BIB_ID
136253
Accession number
MA 1617.373
Creator
Roberts, Charles G. D., Sir, 1860-1943.
Display Date
Windsor, Nova Scotia, 1893 May 24.
Credit line
Purchased as the gift of Edwin J. Beinecke, 1955.
Description
1 item (4 pages) ; 17.9 x 11.4 cm
Provenance
Purchased as the gift of Edwin J. Beinecke, 1955.
Summary
Expressing admiration for Henley's "Song of the Sword;" saying "Many times since the appearance of your first volume I have been on the point of writing you to express my enthusiastic admiration for your work, but have put it off with the conclusion that it was hardly worth while to bother you with the compliments of a stranger.
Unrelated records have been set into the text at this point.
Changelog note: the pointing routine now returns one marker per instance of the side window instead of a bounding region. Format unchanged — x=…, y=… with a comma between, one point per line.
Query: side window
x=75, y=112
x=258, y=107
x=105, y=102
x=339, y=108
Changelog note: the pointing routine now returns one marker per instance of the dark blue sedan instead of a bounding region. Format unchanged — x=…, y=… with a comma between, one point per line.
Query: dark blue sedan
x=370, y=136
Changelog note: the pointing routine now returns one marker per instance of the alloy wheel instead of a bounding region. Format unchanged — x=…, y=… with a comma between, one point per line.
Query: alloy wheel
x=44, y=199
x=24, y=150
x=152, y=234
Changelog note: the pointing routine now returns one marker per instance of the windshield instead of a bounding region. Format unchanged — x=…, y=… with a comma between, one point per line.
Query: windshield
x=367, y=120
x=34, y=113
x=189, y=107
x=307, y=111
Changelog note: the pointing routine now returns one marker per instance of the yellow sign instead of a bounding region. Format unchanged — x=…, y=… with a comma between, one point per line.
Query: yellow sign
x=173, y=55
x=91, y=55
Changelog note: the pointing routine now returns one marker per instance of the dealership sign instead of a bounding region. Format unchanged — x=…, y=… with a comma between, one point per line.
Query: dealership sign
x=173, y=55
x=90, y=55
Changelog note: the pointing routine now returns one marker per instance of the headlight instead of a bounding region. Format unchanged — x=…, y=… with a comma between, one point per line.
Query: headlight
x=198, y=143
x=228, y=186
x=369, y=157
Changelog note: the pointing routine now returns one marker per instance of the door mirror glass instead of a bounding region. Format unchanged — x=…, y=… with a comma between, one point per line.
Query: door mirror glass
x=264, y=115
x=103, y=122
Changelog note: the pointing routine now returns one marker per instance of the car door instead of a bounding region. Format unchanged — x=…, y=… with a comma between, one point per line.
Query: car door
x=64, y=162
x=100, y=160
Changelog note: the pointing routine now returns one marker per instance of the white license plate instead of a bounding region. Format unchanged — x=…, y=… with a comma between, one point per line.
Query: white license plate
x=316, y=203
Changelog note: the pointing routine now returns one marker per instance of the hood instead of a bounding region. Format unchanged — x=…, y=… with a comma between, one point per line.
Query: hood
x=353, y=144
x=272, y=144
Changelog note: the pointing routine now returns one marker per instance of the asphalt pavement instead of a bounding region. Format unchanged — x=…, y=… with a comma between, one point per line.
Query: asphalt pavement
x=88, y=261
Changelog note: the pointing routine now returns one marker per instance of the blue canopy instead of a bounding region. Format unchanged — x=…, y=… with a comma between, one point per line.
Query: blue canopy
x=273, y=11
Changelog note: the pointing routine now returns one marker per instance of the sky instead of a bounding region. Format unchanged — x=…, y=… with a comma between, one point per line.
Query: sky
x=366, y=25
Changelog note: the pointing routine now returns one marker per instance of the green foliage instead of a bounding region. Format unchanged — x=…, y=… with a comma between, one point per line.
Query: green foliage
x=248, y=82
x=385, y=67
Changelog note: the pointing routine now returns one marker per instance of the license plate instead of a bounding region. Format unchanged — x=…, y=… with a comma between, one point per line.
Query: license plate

This morning, however, I am exasperated by an extravagant American eulogy of Watson, in which that skilful & [illegible] young Wordsworthian is lauded as easily chief among England's younger Singers. Now I am not blind to the fact that Watson has a genuine note, here & there; but his limitations make the idea of him as a leader or a master ridiculous. I have cursed more than a little over the serious way Americans have taken Watson ever since it was rumoured that Gladstone had smiled upon him. Then I have turned again to "Out of the Night that Covers me" - & "Heroes, my Children", - & "Spring Winds that blow", - & "Where forlorn sunsets", - & the elemental fullness of "What should the Trees" - & "When the Wind storms by" - & "Here they trysted" - & "It came with the threat" - & "Midsummer Midnight Skies" - - almost all your later stuff, indeed, (except that one which I do not like beginning "A desolate shore"). We should all be sitting at the feet of the man who writes "Death is death; but we shall die / To the Song on your bugles blown, / England - / To the stars on your bugles blown." I cannot keep still in my chair when I read that! Yours, it seems to me, is the note of mastery in England now, - the large, the manly, the heroic note. It always makes me want to pay you homage; & now it has made me try to pay it."